Z węglem za to mamy się bardzo dobrze, a ma być jeszcze lepiej. Nie tak dawno w świetle fleszy wszak zainaugurowano budowę nowej elektrowni węglowej.

To hurtowe ceny. Klienci indywidualni mieli spać spokojnie.

Jak wyszło, że Polska przed podwyżkami cen energii elektrycznej nigdzie nie umknie, ruszyła marketingowa taśma rządu. I słusznie podawała, że nie ma co obecnych włodarzy winić za taki a nie inny stan rzeczy. Jak już to po kolei wszystkich od 20 lat, którzy w różnej mierze udawali, że odnawialne źródła energii to fajna sprawa, ale nie w Polsce.

W drugim tempie rządowa taśma zaczęła nadawać, że indywidualni odbiorcy nie mają nawet cienia powodu do zmartwień. Ich ta podwyżka po prostu nie obejmie. Okazało się, że tym razem przekaz trochę skręcił na manowce, bo po paru tygodniach trzeba było zmienić melodię. Szef resortu energii posypał głowę popiołem i stwierdził, że indywidualni klienci jednak przed tą podwyżką prądu nie uciekną. Ale nie ma co przesadzać, bo ceny nie podskoczą wyżej niż 5 proc. O taką cenową ochronę Kowalskiego zadba samo państwo.

Chyba przydałoby się znacznie więcej popiołu.

Teraz wychodzi na to, że Krzysztof Tchórzewski, minister energii, za pierwszym razem wziął do dłoni zdecydowanie za mało popiołu. Jak informuje „Dziennik Gazeta Prawna” Urząd Regulacji Energetyki otrzymał cztery wnioski od sprzedawców prądu w sprawie zgody na nowe cenniki za energię na przyszły rok. I chyba znowu trzeba będzie zmieniać rządowy komunikat.
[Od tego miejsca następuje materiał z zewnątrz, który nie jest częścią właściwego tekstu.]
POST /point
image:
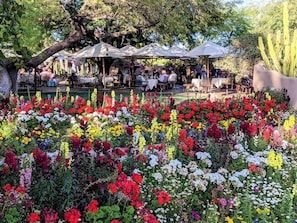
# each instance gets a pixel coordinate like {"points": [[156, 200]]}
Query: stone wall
{"points": [[263, 78]]}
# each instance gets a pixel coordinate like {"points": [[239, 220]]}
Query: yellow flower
{"points": [[289, 123], [25, 140], [229, 220], [170, 152], [259, 211], [113, 94], [240, 218], [275, 160], [141, 143]]}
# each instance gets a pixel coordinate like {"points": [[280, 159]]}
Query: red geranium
{"points": [[92, 207], [33, 217], [163, 197], [72, 216], [137, 178], [112, 188]]}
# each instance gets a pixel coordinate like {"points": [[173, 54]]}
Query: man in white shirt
{"points": [[163, 76]]}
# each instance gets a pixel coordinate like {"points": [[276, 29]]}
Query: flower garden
{"points": [[143, 159]]}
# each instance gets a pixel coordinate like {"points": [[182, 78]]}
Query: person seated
{"points": [[141, 81], [204, 72], [172, 78], [163, 78]]}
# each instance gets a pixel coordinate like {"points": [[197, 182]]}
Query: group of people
{"points": [[164, 75]]}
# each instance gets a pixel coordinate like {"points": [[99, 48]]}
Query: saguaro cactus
{"points": [[281, 51]]}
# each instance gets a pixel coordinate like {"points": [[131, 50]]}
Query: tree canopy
{"points": [[54, 25]]}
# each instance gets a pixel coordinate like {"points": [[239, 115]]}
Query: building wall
{"points": [[263, 78]]}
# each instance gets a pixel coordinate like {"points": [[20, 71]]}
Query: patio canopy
{"points": [[153, 50], [207, 49], [100, 50], [129, 50]]}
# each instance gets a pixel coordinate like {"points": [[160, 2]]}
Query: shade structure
{"points": [[129, 50], [177, 51], [153, 50], [207, 49], [100, 50]]}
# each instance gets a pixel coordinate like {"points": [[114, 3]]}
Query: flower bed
{"points": [[141, 159]]}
Przesłane do URE wnioski sugerują podwyżkę cen taryfy G - dla indywidualnych odbiorców. Analizując wyniki finansowe największych sprzedawców energii w kraju można było się tego spodziewać. Przy tym jak hurtowa cena energii w III kwartale 2019 r. była wyższa aż o 55 proc. niż rok wcześniej, a zysk netto największych mocno i tak spadł - wnioski o nowe taryfy nie są zaskoczeniem.

Prąd droższy o 30 proc.

O tym, że Kowalski w przyszłości będzie płacił więcej za prąd rządzącym musieli zdawać sobie sprawę znacznie wcześniej. Przecież nie na darmo w naszej rzeczywistości zaistniał Program Prąd+, o którym za wiele nie wiadomo, poza tym, że ma być realną pomocą rządu w walce z drogim prądem. Pieniądze na rzekome ulgi miałyby pochodzić ze sprzedaży praw do emisji CO2. I tyle, na razie więcej o Prąd+ się nie dowiemy.
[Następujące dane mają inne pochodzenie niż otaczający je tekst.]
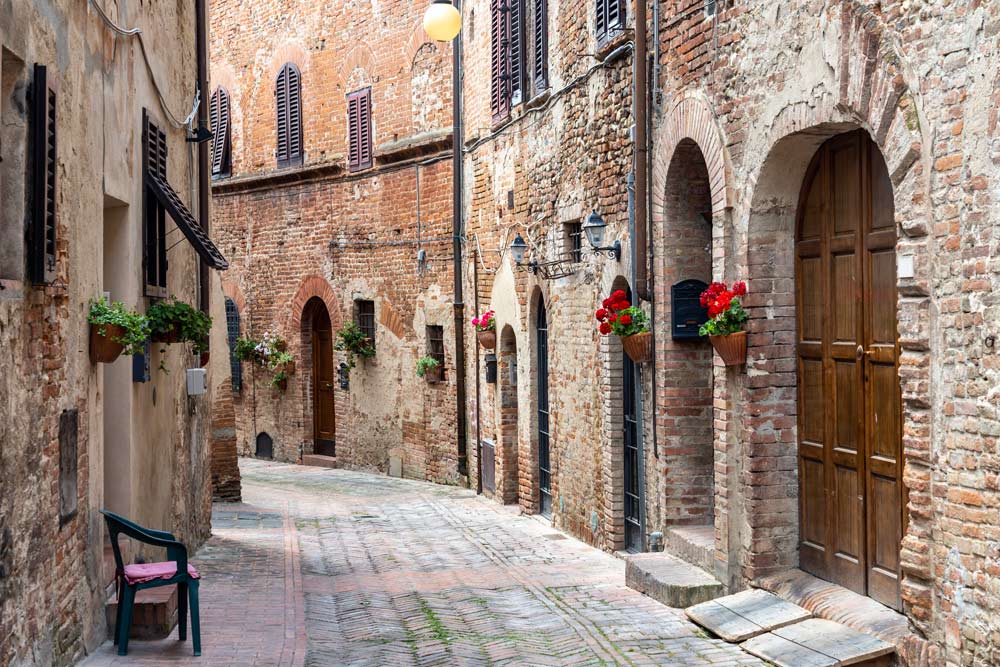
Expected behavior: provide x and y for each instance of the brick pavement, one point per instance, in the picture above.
(397, 572)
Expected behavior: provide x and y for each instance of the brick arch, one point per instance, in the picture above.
(287, 52)
(869, 90)
(309, 287)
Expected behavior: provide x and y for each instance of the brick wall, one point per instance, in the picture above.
(321, 231)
Chociaż to się w najbliższym czasie może zmienić. Okazuje się bowiem, że wnioskowane podwyżki energii elektrycznej dla indywidualnego odbiorcy mogą oznaczać prąd droższy o 30 proc. Jeżeli tak się faktycznie stanie, to można przypuszczać, że dokładne i konkretne założenia Programu Prąd+ poznamy bardzo szybko. Przecież rządzący, w gorącym okresie wyborczym (w maju rywalizacja widzących się w Parlamencie Europejskim, a na jesień tych aspirujących do zasiadania w ławach polskiego parlamentu) nie mogą sobie pozwolić na zarzut robienia z gęby cholewy.

Podwyżki cen prądu w końcu nas dopadną. Może jednak nie od razu.
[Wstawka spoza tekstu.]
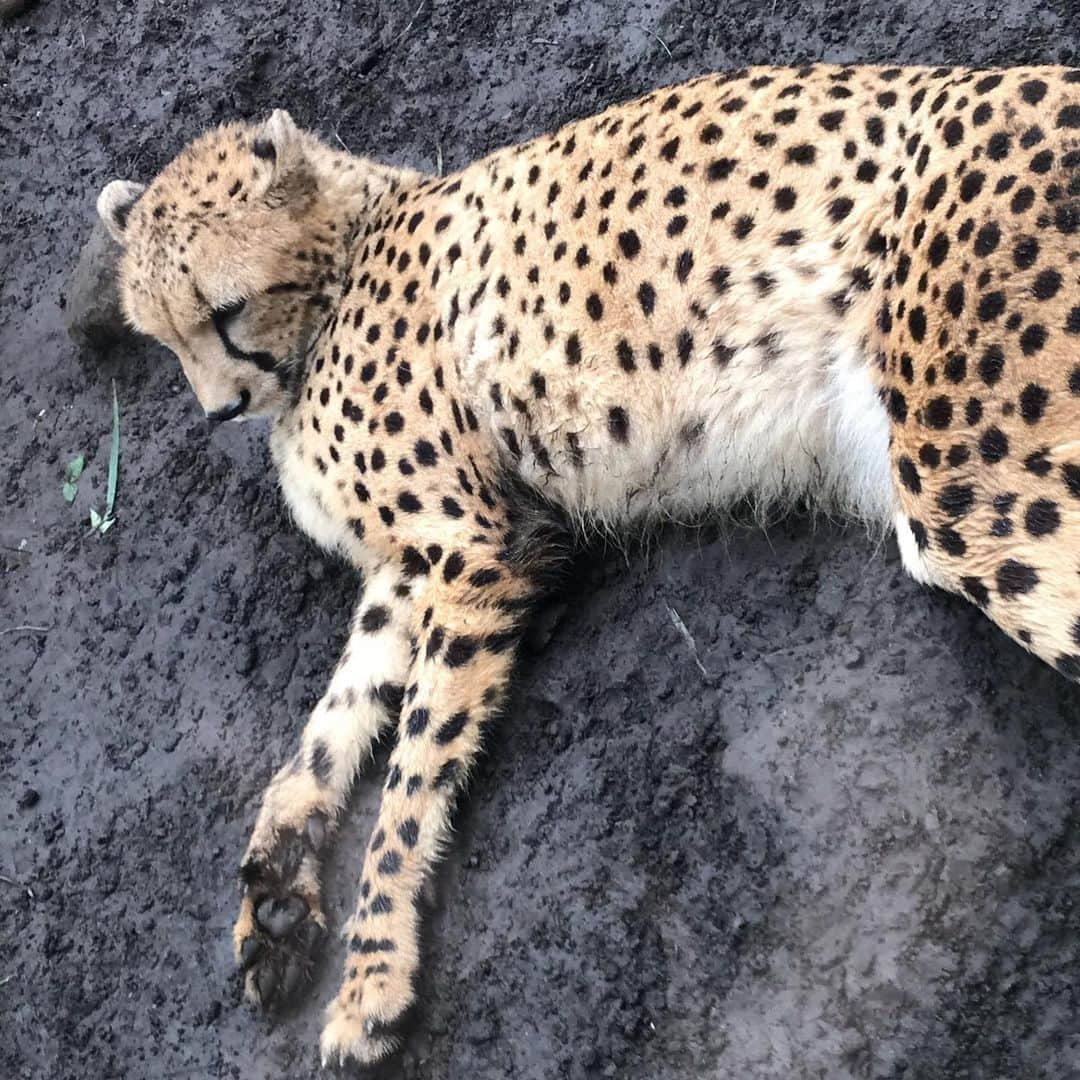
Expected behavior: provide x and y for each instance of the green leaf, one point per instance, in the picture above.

Od droższego prądu nie uciekniemy. Przedsiębiorstwa zaopatrujące się hurtowo już to wiedzą i stają na głowie chcąc zamknąć przyszłoroczny budżet. Indywidualne podwyżki także nas nie ominą, nawet jak bardzo się postaramy. Jest tylko jedna nadzieja: że głębiej do własnych portfeli będziemy musieli sięgnąć nieco później.

REKLAMA

Wnioski o wyższe ceny prądu nawet największych przedsiębiorstw o niczym jeszcze nie przesądzają. Decyzje podejmuje prezes URE. Ten zaś, zgodnie z przepisami, podległy jest służbowo przed premierem.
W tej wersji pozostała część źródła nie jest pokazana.